Change Management: The Transition to Activity Based Working
The advantages of Activity Based Working are well documented: staff feel more trusted and therefore more motivated; the amount of space required is reduced which can allow for real estate savings or ‘spaceless growth’, and quality of work improves as employees can collaborate or remove distractions more effectively.
However, this is not to say that implementing an ABW way of working is always an easy sell. Managers are often wary of handing so much trust to their staff and losing the ‘line of sight’ approach. Staff, though often keen for more flexibility, can be wary of any change, and may suspect the reasons for the switch stem more from financial considerations than concern for their wellbeing.
Therefore, a thorough change management process should be undertaken when transitioning to Activity Based Working. A sound change management process has five clear distinct stages:
Analysis – i.e. Why is the change being made? In this case, the central question should be: is ABW really right for this organisation?
Change Framework Development – Planning at a senior level for how the change will be carried out and over what time period.
Engagement and Communication – The most important part of the process is a thorough and genuine consultation with staff at all levels to see how the proposed change will affect them and what concerns they might have. With Activity Based working these often centre around the lack of a personal space, and the aforementioned uncertainty around trust from the managers’ perspective.
Implementation – The change is carried out in the stages identified by the framework.
Evaluation – Regular evaluations carried out over a time period, with opportunity to adjust any elements of the new system that aren’t working.
So how can Gustav help with this process? From working with several companies who have made the shift to ABW over recent years, we have been pleased to see how Gustav has been a vital ingredient in the change management process. Here we consider 5 ways in which Gustav can help with the process of switching to ABW.
A key feature of ABW is the fact that workers are encouraged to move around their workspace (or beyond) as the requirements of their tasks demand: quiet spaces for focussed work; meeting rooms for collaboration, etc. It goes without saying that the ‘office in a box’, Gustav makes this easy, as staff can carry around all their essential items from place to place and set up again in no time. Showing an existing example of Gustav in action can help alleviate concerns around how this more mobile way of working can become a reality.
A Practical Answer to the Storage Question
One of the most significant changes to when moving to an Activity Based Working office is the lack of storage. Individual desks and all the opportunity for clutter they provide are no longer there, while use of paper is minimised. Staff and managers alike often struggle to envisage how this could possibly work. By introducing Gustav early in the consultancy process, senior managers can demonstrate a tangible answer to the question as staff will see how they still have the opportunity to store all their essential items. The fact that Gustav has been designed to fit into a standard locker will also reassure those who worry that setting up their space each day will take too much time.

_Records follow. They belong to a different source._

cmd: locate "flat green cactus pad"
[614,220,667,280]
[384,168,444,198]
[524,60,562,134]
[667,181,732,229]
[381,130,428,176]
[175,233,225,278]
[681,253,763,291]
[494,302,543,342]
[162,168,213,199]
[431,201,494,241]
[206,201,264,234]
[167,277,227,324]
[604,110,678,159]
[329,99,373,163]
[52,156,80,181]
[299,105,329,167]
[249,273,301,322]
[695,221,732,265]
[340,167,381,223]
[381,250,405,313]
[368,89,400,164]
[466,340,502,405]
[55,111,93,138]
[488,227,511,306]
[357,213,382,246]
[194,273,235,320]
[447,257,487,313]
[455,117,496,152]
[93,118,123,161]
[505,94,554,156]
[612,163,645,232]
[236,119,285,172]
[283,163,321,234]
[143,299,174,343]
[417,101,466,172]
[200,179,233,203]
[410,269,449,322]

Emphasising the Autonomy Positive
One of the greatest benefits to Activity Based Working is the level of flexibility and autonomy it affords staff. This aligns with Gustav’s goal to help workers ‘make any space your space’. In our experience, introducing staff to Gustav early in the process of making the switch to ABW enables them to see this positive – to picture themselves replying to emails from their favourite café or a beachside apartment somewhere. By helping to emphasise the positives of ABW, Gustav can help make the change management process a little smoother.
One common objection to the implementation of Activity Based Working is that employees feel that no space is theirs, and many miss the chance to personalise a small corner of an office with family photos and other items. This concern was at the front of our minds when we designed Gustav, and we were careful to allow ways for Gustav to be individualised. Open up your Gustav, and you’ll immediately feel like your in a familiar place.
A key requirement when switching to Activity Based Working is to make sure the technology is fit for purpose and allows staff to work effectively both in and out of the office. While Gustav won’t improve the quality of your intranet system, it has been designed with flexible working technology in mind. Once opened, Gustav works as an ergonomic laptop stand. The handles on either side double up as holes for power leads to make charging easy, while the rail on the front serves as a phone or tablet stand. It’s the perfect way to help staff work from anywhere.
Switching to a new way of working is never easy, and the importance of a well thought through change management process cannot be underestimated. Providing as many tangible examples of how the new way of working might look is useful, as it will help dispel fears and even create excitement around the new approach. As a workplace tool that was designed specifically for flexible working, Gustav will provide managers and staff alike with an attractive and appealing example of their future working arrangements.